2.2 Bij brief dd. 2 februari 2012 aan de advocaat van de wederpartij schreef verweerder onder meer het volgende:
“Inmiddels heeft het Gerechtshof een comparitie na aanbrengen bepaald op 22 februari 2012. Helaas ben ik echter op die datum verhinderd, zodat ik het Gerechtshof een nieuwe datum wil verzoeken.
Ik verzoek u mij uw verhinderdata voor de maanden februari en maart 2012 door te willen geven, opdat een nieuwe zittingsdatum kan worden bepaald.”
Verweerder heeft aan de advocaat van de wederpartij geen afschrift van zijn brief dd. 2 februari 2012 aan het gerechtshof toegezonden.

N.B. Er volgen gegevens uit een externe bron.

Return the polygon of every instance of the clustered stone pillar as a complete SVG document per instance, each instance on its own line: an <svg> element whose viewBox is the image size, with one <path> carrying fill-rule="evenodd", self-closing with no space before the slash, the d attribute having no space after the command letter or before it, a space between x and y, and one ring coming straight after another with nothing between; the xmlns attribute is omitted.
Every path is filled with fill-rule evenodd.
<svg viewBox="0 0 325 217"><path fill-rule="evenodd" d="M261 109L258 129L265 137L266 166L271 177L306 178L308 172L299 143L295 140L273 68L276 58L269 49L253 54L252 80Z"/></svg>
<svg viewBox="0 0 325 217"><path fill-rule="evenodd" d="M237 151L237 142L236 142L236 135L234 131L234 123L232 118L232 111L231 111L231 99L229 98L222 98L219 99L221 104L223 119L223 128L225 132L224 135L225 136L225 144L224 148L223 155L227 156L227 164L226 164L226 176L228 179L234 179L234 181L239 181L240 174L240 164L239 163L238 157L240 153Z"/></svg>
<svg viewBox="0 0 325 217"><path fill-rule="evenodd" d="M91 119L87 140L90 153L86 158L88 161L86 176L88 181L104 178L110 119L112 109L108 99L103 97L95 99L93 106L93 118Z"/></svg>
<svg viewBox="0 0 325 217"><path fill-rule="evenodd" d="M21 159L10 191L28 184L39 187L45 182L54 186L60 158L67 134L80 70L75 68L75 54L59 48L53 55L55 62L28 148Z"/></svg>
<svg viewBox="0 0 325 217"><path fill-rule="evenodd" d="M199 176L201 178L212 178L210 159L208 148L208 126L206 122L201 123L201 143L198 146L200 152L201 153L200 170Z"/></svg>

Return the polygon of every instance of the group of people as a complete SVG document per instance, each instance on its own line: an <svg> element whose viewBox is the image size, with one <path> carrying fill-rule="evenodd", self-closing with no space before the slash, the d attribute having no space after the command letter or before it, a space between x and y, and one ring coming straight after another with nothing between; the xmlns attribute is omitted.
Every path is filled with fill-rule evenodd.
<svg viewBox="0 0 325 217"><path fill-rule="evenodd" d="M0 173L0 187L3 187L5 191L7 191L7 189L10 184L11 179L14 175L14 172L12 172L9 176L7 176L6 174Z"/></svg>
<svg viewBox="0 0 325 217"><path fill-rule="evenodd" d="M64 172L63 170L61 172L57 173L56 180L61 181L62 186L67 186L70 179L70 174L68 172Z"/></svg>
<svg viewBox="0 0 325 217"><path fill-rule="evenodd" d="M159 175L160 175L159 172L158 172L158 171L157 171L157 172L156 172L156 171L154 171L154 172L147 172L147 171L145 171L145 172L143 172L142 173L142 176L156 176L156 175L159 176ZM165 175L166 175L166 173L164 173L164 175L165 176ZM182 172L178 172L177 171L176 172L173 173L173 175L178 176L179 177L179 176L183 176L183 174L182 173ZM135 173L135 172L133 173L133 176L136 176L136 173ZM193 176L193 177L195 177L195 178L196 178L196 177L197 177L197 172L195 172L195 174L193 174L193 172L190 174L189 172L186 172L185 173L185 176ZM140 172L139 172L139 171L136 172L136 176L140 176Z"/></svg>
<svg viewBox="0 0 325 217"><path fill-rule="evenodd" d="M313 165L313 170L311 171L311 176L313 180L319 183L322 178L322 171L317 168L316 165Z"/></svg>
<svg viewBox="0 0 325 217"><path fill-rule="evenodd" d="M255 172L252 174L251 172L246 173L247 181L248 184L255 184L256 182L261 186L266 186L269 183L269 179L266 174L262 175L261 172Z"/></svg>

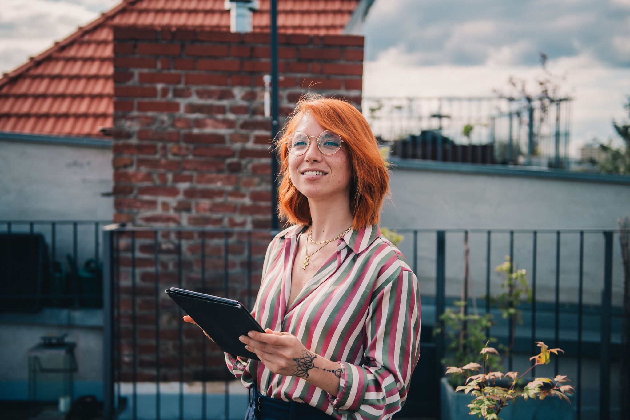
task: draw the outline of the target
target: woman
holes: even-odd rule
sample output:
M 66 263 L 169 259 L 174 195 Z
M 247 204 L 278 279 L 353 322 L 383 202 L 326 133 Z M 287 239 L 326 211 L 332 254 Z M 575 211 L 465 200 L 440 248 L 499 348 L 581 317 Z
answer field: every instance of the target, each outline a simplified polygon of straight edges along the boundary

2.3 Het gerechtshof heeft de comparitie vervolgens uitgesteld en partijen per fax dd. 9 februari 2012 hiervan op de hoogte gesteld. De advocaat van de wederpartij heeft per fax dd. 9 februari 2012 om 17.00 uur gereageerd op het faxbericht van de griffie van het gerechtshof van die dag om 14.43 uur. Hij schreef onder meer het volgende:
“Het is echter pertinent onwaar dat ik zou instemmen met een nieuwe
datumbepaling, zoals mr. X niettemin wel schrijft. Ik heb met mr. X tot op heden geen contact gehad, en hij heeft mij ook niet verzocht om medewerking aan uitstel, zodat daarmee ook niet is ingestemd.”

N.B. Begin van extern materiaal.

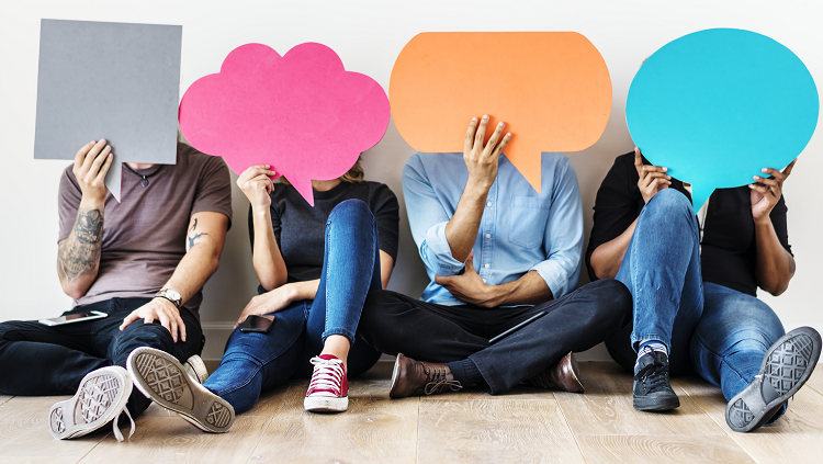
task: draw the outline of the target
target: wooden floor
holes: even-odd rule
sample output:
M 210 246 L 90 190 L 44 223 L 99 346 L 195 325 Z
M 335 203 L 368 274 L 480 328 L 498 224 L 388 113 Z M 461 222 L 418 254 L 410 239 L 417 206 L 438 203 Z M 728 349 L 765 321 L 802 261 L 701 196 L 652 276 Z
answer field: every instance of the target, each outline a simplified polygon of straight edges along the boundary
M 264 394 L 225 434 L 153 405 L 131 441 L 109 433 L 57 441 L 46 425 L 61 397 L 0 396 L 0 463 L 816 463 L 823 462 L 823 370 L 774 427 L 735 433 L 719 388 L 676 378 L 680 408 L 632 409 L 631 376 L 580 363 L 585 395 L 521 386 L 390 400 L 391 363 L 351 383 L 349 410 L 303 411 L 307 382 Z

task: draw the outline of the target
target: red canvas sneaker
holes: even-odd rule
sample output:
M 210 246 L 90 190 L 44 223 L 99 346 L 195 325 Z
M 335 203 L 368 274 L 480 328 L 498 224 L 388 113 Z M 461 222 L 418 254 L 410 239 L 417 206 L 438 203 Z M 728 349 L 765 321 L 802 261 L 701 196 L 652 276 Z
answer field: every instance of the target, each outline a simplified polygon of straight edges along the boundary
M 342 361 L 331 354 L 312 358 L 314 373 L 303 408 L 312 412 L 342 412 L 349 407 L 349 381 Z

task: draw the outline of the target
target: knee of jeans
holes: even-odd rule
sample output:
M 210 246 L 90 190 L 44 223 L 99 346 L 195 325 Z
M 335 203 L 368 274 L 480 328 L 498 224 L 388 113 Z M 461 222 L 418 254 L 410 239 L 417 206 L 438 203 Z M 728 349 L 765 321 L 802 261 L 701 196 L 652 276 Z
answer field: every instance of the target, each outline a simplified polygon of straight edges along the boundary
M 665 211 L 667 214 L 686 213 L 688 217 L 694 215 L 689 199 L 675 189 L 664 189 L 657 192 L 649 201 L 646 207 L 650 211 Z
M 340 216 L 357 217 L 357 218 L 361 218 L 365 220 L 373 215 L 372 215 L 371 210 L 369 210 L 369 205 L 367 205 L 363 201 L 357 200 L 357 199 L 349 199 L 349 200 L 338 203 L 337 206 L 335 206 L 334 210 L 331 210 L 331 213 L 329 214 L 328 218 L 329 220 L 335 220 L 336 218 Z
M 627 286 L 617 279 L 601 279 L 596 281 L 602 292 L 600 299 L 607 304 L 607 307 L 615 315 L 630 315 L 634 303 L 632 294 Z

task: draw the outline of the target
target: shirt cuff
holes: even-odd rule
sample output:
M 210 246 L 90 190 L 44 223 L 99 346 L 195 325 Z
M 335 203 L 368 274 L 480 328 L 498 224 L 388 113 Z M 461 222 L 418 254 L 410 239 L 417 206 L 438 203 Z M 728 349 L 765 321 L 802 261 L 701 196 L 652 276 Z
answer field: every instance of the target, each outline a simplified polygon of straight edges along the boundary
M 543 278 L 545 284 L 549 285 L 549 290 L 552 291 L 552 296 L 556 299 L 565 295 L 568 292 L 568 278 L 563 267 L 555 261 L 540 261 L 534 264 L 529 271 L 537 271 L 538 274 Z
M 431 226 L 426 233 L 426 264 L 438 275 L 454 275 L 465 267 L 465 263 L 451 256 L 449 240 L 446 239 L 446 225 L 440 223 Z

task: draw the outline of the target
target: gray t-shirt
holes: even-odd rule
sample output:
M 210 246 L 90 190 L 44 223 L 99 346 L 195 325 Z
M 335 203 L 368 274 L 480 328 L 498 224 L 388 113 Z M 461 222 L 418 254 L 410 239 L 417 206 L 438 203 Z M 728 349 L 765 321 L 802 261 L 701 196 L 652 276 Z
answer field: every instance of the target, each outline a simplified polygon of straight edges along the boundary
M 72 166 L 60 178 L 58 241 L 71 234 L 82 196 Z M 223 213 L 230 225 L 232 184 L 223 158 L 178 144 L 177 165 L 156 165 L 136 172 L 150 174 L 148 185 L 143 186 L 143 177 L 123 166 L 122 202 L 106 194 L 100 270 L 75 305 L 154 296 L 185 254 L 194 213 Z M 202 292 L 198 292 L 184 306 L 198 316 L 202 301 Z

2.4 Verweerder heeft bij brieven van 9 februari 2012 aan het gerechtshof en de advocaat van de wederpartij zijn excuses aangeboden.
Verweerder schreef in zijn brief aan het gerechtshof onder meer het volgende:
“Ik ben er vanuit gegaan, kennelijk ten onrechte, dat tegen een dergelijk uitstel geen bezwaar zou bestaan, nu het een goed collegiaal gebruik is, om bij verhindering uitstel te verlenen en gezamenlijk een nieuwe datum te verzoeken. Het is correct dat ik deze vraag niet expliciet aan mr. Y heb gesteld. In zoverre is de opmerking……te prematuur geweest”.
Verweerder heeft zijn uitstelverzoek gehandhaafd.
2.5 Het gerechtshof heeft medio februari 2012 besloten de comparitie na aanbrengen niet door te laten gaan en heeft de zaak verwezen naar de rol van 3 april 2012 voor de memorie van grieven.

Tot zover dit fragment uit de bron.